We have had signifiicant wins, including a prolonged dispute fought tooth and nail with 41 days of strike action by comrades at the Royal College of Art, where they won a landmark recognition deal at one of the most casualised employers in post-16 education. Among the wins were full employment rights for all, an end to  zero-hour contracts and new routes to permanent contracts, with caps on teaching workloads for staff. However, at RCA right now, weeks after their landmark win was announced, there are around 17 imminent redundancies for people on fixed term contracts, and more are likely to be at risk, including several prominent committee members.

If I know our UCU members, I know we will not stand for this, and will fight for every job. This mutual support is also evident in the campaign to reinstate hardworking rep, activist, and teacher of 30 years at the City of Liverpool college, Nina Doran.

To build and maintain trust where we fight back and win, we must still be vigilant and ready with reciprocal support and solidarity.

After three years supporting and being supported by you as members in this officer role I am even more deeply convinced of UCU's power for good. I am an optimist about our power as a team: we can do it.

Look at the work we do every day in our branches to support thousands of members and look at the stands we are taking in local disputes across the UK, including but certainly not limited to Goldsmiths, Richmond upon Thames, Liverpool, QMUL, RCA, Wolverhampton and De Montfort, Roehampton, Staffs, Dundee, incredible organising in NW FE, and to any other branches I have missed off this list I apologize as the list is unfortunately, ever changing but my solidarity is with you all.

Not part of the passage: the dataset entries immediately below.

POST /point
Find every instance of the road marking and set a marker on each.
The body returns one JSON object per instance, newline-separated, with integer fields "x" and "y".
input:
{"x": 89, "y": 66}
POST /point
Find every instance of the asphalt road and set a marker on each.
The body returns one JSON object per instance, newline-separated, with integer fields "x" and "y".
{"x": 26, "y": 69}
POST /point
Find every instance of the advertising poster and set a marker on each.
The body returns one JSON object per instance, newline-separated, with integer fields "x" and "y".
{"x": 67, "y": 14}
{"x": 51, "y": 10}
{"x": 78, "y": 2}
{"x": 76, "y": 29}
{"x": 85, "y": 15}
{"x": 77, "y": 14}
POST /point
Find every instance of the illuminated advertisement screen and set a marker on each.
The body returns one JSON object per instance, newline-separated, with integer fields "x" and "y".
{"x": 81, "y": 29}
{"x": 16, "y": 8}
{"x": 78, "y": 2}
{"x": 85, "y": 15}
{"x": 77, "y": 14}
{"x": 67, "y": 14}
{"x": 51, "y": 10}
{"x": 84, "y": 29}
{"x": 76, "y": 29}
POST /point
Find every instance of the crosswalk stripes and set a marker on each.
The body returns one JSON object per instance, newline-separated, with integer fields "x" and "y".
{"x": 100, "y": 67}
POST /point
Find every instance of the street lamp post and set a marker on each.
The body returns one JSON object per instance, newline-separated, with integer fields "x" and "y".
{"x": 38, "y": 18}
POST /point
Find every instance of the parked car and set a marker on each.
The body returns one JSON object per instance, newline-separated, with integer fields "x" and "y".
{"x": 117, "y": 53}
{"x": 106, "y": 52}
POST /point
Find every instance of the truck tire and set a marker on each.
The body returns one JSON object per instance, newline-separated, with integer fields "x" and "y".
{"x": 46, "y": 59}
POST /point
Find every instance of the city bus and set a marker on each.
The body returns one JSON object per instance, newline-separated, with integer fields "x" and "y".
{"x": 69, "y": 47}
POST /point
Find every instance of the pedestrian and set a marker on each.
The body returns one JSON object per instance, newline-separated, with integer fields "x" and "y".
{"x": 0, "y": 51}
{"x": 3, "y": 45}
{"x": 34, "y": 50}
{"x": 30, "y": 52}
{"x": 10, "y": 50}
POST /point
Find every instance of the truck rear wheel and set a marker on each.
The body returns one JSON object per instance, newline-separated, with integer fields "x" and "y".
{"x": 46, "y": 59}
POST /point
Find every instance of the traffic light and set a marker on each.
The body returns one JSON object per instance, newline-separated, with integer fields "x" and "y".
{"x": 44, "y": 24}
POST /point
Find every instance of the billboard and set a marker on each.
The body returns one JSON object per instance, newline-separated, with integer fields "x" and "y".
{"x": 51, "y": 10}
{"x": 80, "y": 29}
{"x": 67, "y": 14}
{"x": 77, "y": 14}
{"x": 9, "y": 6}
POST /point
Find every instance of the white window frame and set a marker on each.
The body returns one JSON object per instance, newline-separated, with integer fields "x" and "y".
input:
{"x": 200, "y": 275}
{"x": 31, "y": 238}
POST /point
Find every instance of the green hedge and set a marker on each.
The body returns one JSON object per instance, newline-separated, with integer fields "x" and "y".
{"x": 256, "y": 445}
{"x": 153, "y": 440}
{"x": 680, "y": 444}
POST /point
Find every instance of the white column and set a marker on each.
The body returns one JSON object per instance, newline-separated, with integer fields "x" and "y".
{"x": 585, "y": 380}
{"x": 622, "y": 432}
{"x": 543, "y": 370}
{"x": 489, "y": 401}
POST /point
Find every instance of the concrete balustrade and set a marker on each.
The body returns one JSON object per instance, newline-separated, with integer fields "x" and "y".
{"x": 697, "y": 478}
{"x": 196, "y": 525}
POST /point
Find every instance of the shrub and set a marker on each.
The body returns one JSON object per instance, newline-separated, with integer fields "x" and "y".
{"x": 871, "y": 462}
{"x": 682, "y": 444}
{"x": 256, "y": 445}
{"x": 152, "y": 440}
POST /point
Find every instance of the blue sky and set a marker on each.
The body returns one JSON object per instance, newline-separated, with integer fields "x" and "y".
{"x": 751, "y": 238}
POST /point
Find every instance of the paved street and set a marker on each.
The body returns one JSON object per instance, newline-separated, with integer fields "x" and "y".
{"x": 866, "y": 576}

So I close now, as we enter our final day of Congress business. I offer my best wishes and support to Janet as incoming President, and the rest of the officer team. I will remain an officer for the next year and will be with our members every step of the way in this role and beyond it.

I will always be proud to work for members, to uphold democratically agreed policy, to fight for our rights and to all our right to live in a decent world. Once again, it has been a privilege to serve members of our fighting union in this elected role, and I promise you that I will continue shoving my shoulder to the wheel along with all of you to build an even better UCU.